SEFER CHOFETZ CHAIM — Hilchos Lashon Hara 8:8-9

The opening chapter of Sefer Melachim tells of the failed coup of Adoniyahu, son of Dovid HaMelech. At the end of Dovid’s life and without his knowledge, Adoniyahu attempted to establish himself as the new king. Long before that, Dovid had sworn to his wife, Bas Sheva, that her son Shlomo would succeed him as king.

Nosson HaNavi, who was loyal to both Dovid and Shlomo, knew that Dovid had to be informed about Adoniyahu’s rebellion and take action before matters got out of hand. He therefore instructed Bas Sheva to inform Dovid of what had happened and to remind him of his oath regarding Shlomo. Nosson told her, “And I will come in [to Dovid] and add to your words.” From this, we derive that one is allowed to speak lashon hara about a baal machlokes, one who initiates a dispute for no valid reason.

In the case of Adoniyahu, Nosson reported on his rebellious actions in order to put an end to the machlokes. Similarly, one can speak against a baal machlokes only if there is a good possibility that this will bring about an end to the dispute. It is not permissible to speak against a baal machlokes merely to vent anger or frustration.
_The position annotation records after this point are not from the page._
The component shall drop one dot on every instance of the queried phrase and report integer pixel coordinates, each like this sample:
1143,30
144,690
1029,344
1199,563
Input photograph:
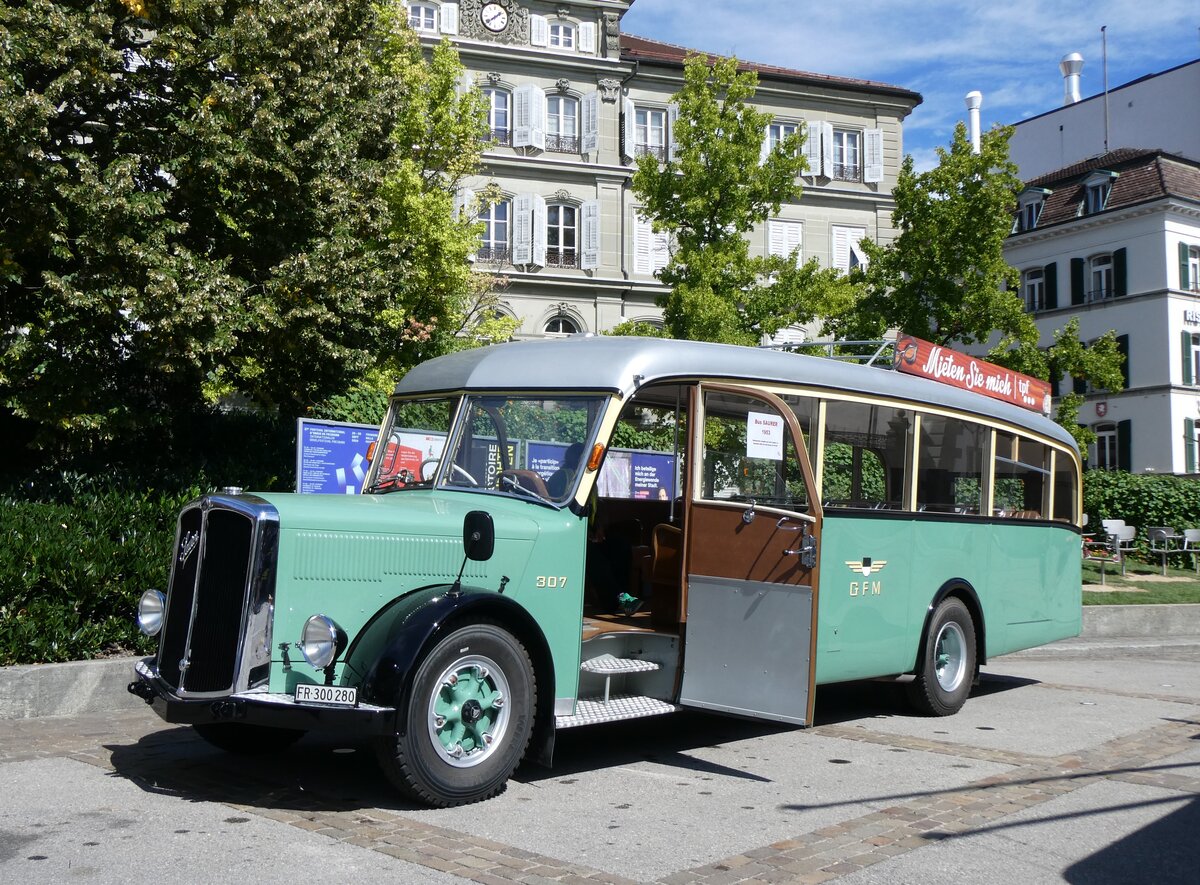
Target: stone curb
99,686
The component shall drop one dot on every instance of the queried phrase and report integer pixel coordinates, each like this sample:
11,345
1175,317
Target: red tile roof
634,48
1143,175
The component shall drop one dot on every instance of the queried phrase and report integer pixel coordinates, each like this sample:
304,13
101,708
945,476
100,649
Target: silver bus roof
621,366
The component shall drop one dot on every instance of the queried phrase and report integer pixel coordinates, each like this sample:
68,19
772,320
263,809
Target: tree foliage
213,200
712,191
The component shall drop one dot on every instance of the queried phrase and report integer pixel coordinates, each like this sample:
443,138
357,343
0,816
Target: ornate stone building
573,101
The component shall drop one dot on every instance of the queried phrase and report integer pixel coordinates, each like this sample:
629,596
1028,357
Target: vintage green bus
574,531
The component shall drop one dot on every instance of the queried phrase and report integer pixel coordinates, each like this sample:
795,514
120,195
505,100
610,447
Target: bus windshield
525,445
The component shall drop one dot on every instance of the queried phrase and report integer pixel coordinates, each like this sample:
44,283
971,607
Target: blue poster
331,456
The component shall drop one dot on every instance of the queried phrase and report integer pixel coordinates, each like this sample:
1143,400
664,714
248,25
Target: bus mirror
478,535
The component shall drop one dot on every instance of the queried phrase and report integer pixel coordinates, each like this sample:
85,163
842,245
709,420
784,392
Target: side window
1023,473
749,453
949,465
865,446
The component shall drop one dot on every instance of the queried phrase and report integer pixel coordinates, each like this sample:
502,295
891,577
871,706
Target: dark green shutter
1077,281
1051,283
1189,445
1125,429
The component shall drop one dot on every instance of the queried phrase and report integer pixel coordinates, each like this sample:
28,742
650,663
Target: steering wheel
454,469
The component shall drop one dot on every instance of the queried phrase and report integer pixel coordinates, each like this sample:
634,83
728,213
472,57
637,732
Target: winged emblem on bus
867,565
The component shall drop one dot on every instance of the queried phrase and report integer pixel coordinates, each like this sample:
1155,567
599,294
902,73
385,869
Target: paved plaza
1079,768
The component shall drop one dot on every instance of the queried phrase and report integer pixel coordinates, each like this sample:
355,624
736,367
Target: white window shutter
522,110
539,230
672,120
873,155
813,148
643,245
827,149
588,37
629,131
538,118
522,228
539,30
589,235
591,110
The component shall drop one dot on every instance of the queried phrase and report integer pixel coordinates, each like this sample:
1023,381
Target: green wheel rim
951,656
468,712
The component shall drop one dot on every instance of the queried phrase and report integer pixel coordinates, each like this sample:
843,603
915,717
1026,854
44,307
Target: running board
592,711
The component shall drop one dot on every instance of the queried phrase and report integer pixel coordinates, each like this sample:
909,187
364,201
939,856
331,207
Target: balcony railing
563,144
651,150
493,253
562,258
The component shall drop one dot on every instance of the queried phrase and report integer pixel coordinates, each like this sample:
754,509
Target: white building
1158,110
573,101
1115,241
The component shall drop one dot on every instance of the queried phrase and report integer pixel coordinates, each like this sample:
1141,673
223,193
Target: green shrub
71,572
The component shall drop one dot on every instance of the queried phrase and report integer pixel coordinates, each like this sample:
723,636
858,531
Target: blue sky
1008,50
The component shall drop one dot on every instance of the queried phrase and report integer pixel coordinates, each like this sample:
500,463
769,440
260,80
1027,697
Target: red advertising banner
919,357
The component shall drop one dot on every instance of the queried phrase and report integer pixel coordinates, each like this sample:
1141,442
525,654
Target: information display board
331,456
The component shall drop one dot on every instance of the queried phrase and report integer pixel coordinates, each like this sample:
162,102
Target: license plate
330,694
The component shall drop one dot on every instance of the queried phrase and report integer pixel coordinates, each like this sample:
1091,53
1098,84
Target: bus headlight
321,640
150,609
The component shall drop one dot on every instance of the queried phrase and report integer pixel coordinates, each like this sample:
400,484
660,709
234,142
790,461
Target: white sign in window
765,435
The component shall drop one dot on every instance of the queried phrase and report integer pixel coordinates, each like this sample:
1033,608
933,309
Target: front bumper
258,708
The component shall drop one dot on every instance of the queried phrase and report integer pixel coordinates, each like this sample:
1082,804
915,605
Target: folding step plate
591,711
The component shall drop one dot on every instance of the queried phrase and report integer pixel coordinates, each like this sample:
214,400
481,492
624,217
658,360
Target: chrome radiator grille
216,573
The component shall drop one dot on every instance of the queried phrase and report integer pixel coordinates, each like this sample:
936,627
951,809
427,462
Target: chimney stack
975,101
1071,66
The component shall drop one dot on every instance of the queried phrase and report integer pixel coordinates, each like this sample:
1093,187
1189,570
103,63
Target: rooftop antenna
1104,49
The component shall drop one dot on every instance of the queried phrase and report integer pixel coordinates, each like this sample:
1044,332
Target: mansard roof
643,49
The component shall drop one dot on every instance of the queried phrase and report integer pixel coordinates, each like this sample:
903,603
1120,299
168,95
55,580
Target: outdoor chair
1192,545
1125,542
1162,542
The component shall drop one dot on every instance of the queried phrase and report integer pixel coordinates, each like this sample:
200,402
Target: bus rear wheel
947,663
468,721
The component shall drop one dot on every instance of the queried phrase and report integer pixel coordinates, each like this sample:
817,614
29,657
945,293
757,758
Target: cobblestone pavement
347,802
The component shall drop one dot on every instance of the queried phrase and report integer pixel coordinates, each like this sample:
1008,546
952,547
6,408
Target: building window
423,18
499,115
562,124
1105,447
496,220
1101,277
846,155
562,35
651,133
1035,287
778,132
561,236
561,325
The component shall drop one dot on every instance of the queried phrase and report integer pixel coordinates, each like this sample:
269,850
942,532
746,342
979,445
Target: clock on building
495,17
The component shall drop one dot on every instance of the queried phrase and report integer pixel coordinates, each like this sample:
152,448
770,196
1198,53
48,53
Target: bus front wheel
947,664
468,721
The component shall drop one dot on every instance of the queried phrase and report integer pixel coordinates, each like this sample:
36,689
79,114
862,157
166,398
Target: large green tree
945,278
712,191
213,199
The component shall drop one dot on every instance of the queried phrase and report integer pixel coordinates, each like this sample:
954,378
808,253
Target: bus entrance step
612,666
589,711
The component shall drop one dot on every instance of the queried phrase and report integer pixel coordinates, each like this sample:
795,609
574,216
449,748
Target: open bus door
753,534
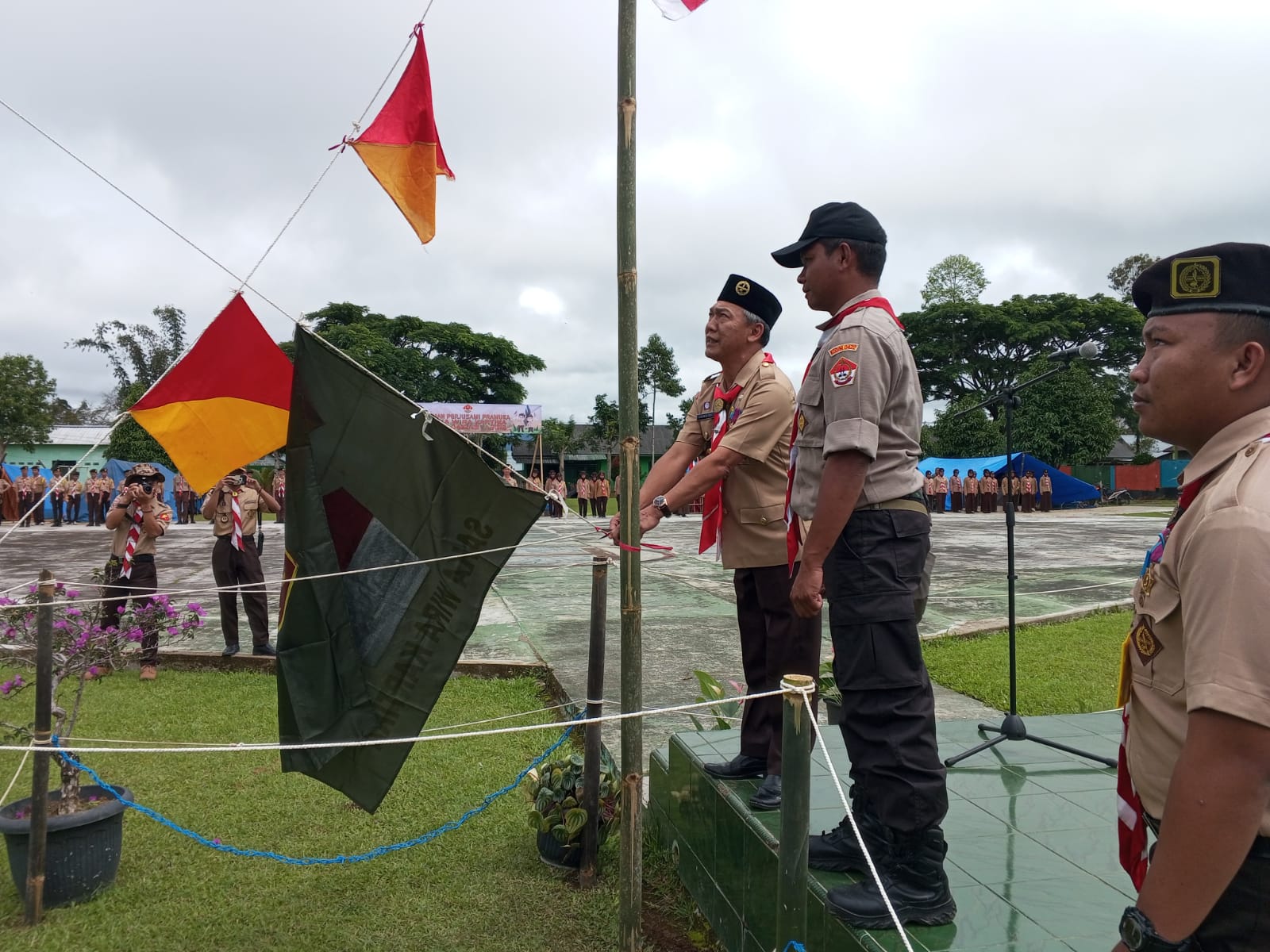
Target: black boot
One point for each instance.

The Chofetz Chaim adds three more conditions:

• The speaker must be certain that the one against whom he is speaking truly is the baal machlokes. He needs to know this either firsthand or from information that he heard and later confirmed as fact.

• His purpose in speaking against the baal machlokes must be to end the dispute, and not because he dislikes the person and is happy to speak against him and cast him in a bad light.

• It must be that the only way to end the dispute is by speaking out against the baal machlokes. If there is a possibility that one can bring about an end to the dispute by speaking directly to the baal machlokes himself, then certainly he must try that first. The Chofetz Chaim notes that at times the baal machlokes is a difficult character, and speaking to him may backfire. Not only will he not listen to reason, he might try to sabotage any attempt to end the dispute. In such a case, it is not necessary to first speak to him.

The Chofetz Chaim ends with a word of caution: Don’t jump to con­clusions! Before “launching a campaign” against a baal machlokes, be certain that you truly understand the situation and know, beyond the shadow of a doubt, who is at fault.

It is forbidden to speak lashon hara about someone who has departed this world; the sages of earlier generations considered this a very seri­ous matter and enacted special penalties against people who engaged in such practices. It is particularly serious to speak against a deceased talmid chacham; it is even worse to ridicule his divrei Torah.


It is permissible to speak against a baal machlokes in order to end a dispute.

It is forbidden to speak lashon hara against the deceased, especially a deceased talmid chacham and his words of Torah.